“Il manager aveva una competenza specifica in materia antinfortunistica e, dopo il grave incendio di Krefeld del 22 giugno 2006 la multinazionale si attivò, pressata dalle compagnie di assicurazione, per dotare tutti i propri stabilimenti di impianti di spegnimento automatico del fuoco. Il 17 febbraio 2007 su svolse a Krickembeck un meeting sulla sicurezza che si concluse con notevoli stanziamenti per adeguarla ovunque. Agli stabilimenti italiani furono assegnati 1,6 milioni di euro. Espenhahn decise di non spendere un euro per Torino, di cui era stata annunciata la chiusura dal 2005, via via prorogata senza più attenzione alla sicurezza”
Ieri la Procura di Torino ha chiesto con queste motivazioni il rinvio a giudizio dell'amministratore delegato della Thyssenkrupp Italia Harald Espenhahn per omicidio volontario dei 7 operai bruciati vivi nel rogo di Torino del 6 dicembre 2007.
I vertici della Thyssenkrupp conoscevano bene il rischio, ma l'hanno accettato sulla pelle dei lavoratori, ed i risultati -la strage di Torino- sono sotto gli occhi di tutti.
Lo stesso AD cui è stato sequestrato un memorandum scritto in tedesco contro gli operai che, scaricando le pesantissime responsabilità padronali della strage, tentava di spostare -con frasi impressionanti per il cinismo e la spietatezza- su una presunta negligenza operaia la causa della strage avvenuta in una città culla di storiche lotte operaie.
Ci viene in mente l'opera da tre soldi di B. Brecht e la ballata di Meckie Messer il pescecane dai denti affilati e dal coltello nascosto che rappresenta la borghesia.

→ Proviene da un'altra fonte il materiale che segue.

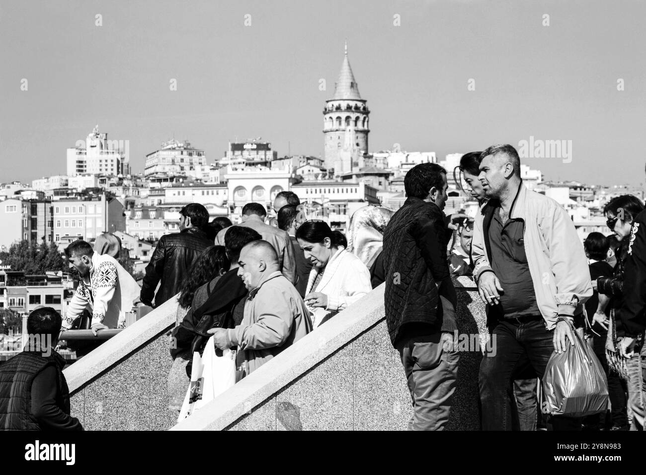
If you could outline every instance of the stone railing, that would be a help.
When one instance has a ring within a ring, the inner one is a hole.
[[[484,308],[473,281],[455,282],[460,363],[449,428],[478,430]],[[467,348],[467,341],[471,343]],[[410,394],[384,318],[384,286],[340,312],[173,430],[393,430]]]
[[[473,281],[455,285],[461,337],[485,339]],[[375,289],[176,425],[167,392],[173,299],[65,370],[72,415],[89,430],[404,428],[410,395],[386,328],[383,292]],[[482,354],[468,349],[460,354],[450,428],[479,428]]]
[[[64,370],[72,415],[86,430],[165,430],[172,360],[167,335],[176,319],[171,299]]]

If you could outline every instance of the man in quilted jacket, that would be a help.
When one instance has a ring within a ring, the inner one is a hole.
[[[65,361],[54,349],[61,323],[51,307],[34,310],[25,349],[0,364],[0,430],[83,430],[70,416]]]
[[[444,216],[446,171],[421,164],[404,180],[407,199],[384,233],[386,321],[413,400],[408,429],[445,428],[457,377],[455,290],[446,260],[454,225]]]

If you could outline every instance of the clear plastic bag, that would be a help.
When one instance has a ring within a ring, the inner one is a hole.
[[[583,329],[574,330],[574,344],[550,357],[543,378],[545,412],[580,417],[603,412],[608,406],[608,380],[601,362],[583,339]]]
[[[178,422],[191,416],[236,383],[236,352],[229,349],[218,356],[213,337],[209,339],[202,356],[193,354],[189,385]]]

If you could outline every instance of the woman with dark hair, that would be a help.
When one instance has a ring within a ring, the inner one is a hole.
[[[612,277],[612,267],[605,261],[608,257],[610,244],[608,238],[601,233],[590,233],[583,241],[583,249],[588,258],[590,269],[590,279],[595,282],[599,277]],[[594,291],[592,296],[585,302],[585,313],[588,324],[583,320],[583,314],[574,317],[574,324],[577,327],[590,328],[592,332],[592,349],[597,355],[608,379],[608,392],[610,401],[610,419],[612,430],[625,427],[627,424],[626,418],[626,388],[622,385],[621,379],[614,372],[610,372],[606,360],[606,341],[608,338],[608,324],[610,320],[610,307],[609,305],[610,297],[599,295]],[[593,333],[594,332],[594,333]],[[588,430],[598,430],[605,428],[606,413],[593,414],[585,417],[584,427]]]
[[[306,221],[296,238],[312,262],[304,300],[315,328],[372,290],[370,273],[324,221]]]
[[[215,219],[217,219],[216,218]],[[218,233],[222,230],[222,226],[214,219],[210,223],[206,225],[206,228],[204,231],[206,232],[206,235],[210,240],[215,242],[215,237],[218,235]]]
[[[218,216],[217,218],[214,218],[211,222],[219,224],[223,229],[225,227],[229,227],[229,226],[233,226],[233,223],[231,222],[231,220],[225,216]]]
[[[607,350],[606,357],[609,367],[609,371],[611,373],[614,372],[615,374],[619,375],[626,383],[626,384],[623,384],[621,381],[616,383],[611,381],[612,378],[609,378],[609,391],[611,394],[625,394],[627,385],[631,384],[629,375],[635,372],[634,371],[631,372],[628,366],[632,364],[639,366],[640,364],[638,358],[625,360],[619,355],[617,348],[617,330],[620,328],[621,324],[621,319],[619,318],[619,311],[623,303],[623,271],[628,254],[628,247],[630,244],[629,240],[630,227],[632,226],[634,217],[643,209],[644,206],[641,201],[632,195],[622,195],[620,196],[616,196],[609,201],[603,207],[603,214],[605,215],[607,219],[606,224],[614,233],[620,242],[619,248],[617,248],[616,253],[617,264],[614,266],[612,277],[600,277],[596,280],[592,280],[592,288],[599,293],[599,306],[596,313],[599,314],[603,313],[605,310],[605,306],[609,304],[609,301],[611,306],[610,319],[608,321],[608,337],[606,340],[606,350]],[[603,295],[607,296],[611,299],[604,299]],[[640,335],[638,339],[643,340],[643,336]],[[641,341],[640,343],[641,343]],[[638,370],[637,372],[640,372]],[[634,384],[636,384],[636,382],[634,382]],[[641,382],[639,384],[641,384]],[[618,387],[620,385],[621,387]],[[632,397],[630,391],[629,391],[629,397]],[[621,410],[621,413],[616,415],[617,419],[616,420],[613,410],[613,428],[611,430],[625,430],[627,425],[627,418],[625,418],[625,403],[623,406],[618,408],[618,409]]]
[[[348,248],[348,239],[346,238],[346,235],[342,233],[339,229],[335,229],[332,231],[334,235],[337,237],[337,242],[339,242],[339,246],[342,246],[344,248]]]
[[[202,305],[206,301],[209,291],[204,284],[225,273],[230,265],[224,246],[212,246],[200,255],[178,297],[176,328],[182,323],[191,304]],[[191,356],[190,352],[180,353],[171,366],[168,375],[168,406],[171,410],[182,409],[190,383],[186,374],[186,365]]]
[[[480,174],[480,154],[482,152],[469,152],[465,153],[460,159],[460,164],[453,171],[453,176],[455,183],[460,188],[472,199],[482,204],[484,200],[484,190],[482,182],[478,180]],[[461,177],[458,175],[461,175]],[[463,183],[466,185],[466,189],[463,187]]]

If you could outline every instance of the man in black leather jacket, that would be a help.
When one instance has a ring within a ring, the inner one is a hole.
[[[384,233],[386,322],[413,401],[408,429],[441,430],[448,419],[459,360],[453,341],[457,297],[446,248],[453,222],[466,216],[444,216],[446,171],[437,164],[416,165],[404,185],[408,198]]]
[[[0,430],[83,430],[70,416],[65,361],[54,350],[62,321],[51,307],[34,310],[24,350],[0,364]]]
[[[187,204],[180,211],[180,232],[162,237],[146,266],[141,293],[143,304],[153,306],[152,297],[160,280],[154,306],[180,291],[200,253],[213,245],[203,231],[208,223],[209,212],[199,203]]]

Quel coltello che ogni anno uccide nel nostro paese 1500 lavoratori. Ma la Thyssen e la Krupp hanno una tragica storia di sangue alle spalle che vogliamo ricordare:
Breve storia di due dinastie di morte: I Thyssen e i Krupp
Dopo la strage di Torino gli impianti della ThyssenKrup sono stati definiti le «fabbriche di morte». Lo sono a maggior ragione per la storia di queste due dinastie: i Thyssen ed i Krupp e delle complicità politiche ed economiche che hanno permesso loro di passare indenni dal nazismo al sistema democratico e di mantenere intatto il loro potere economico e industriale.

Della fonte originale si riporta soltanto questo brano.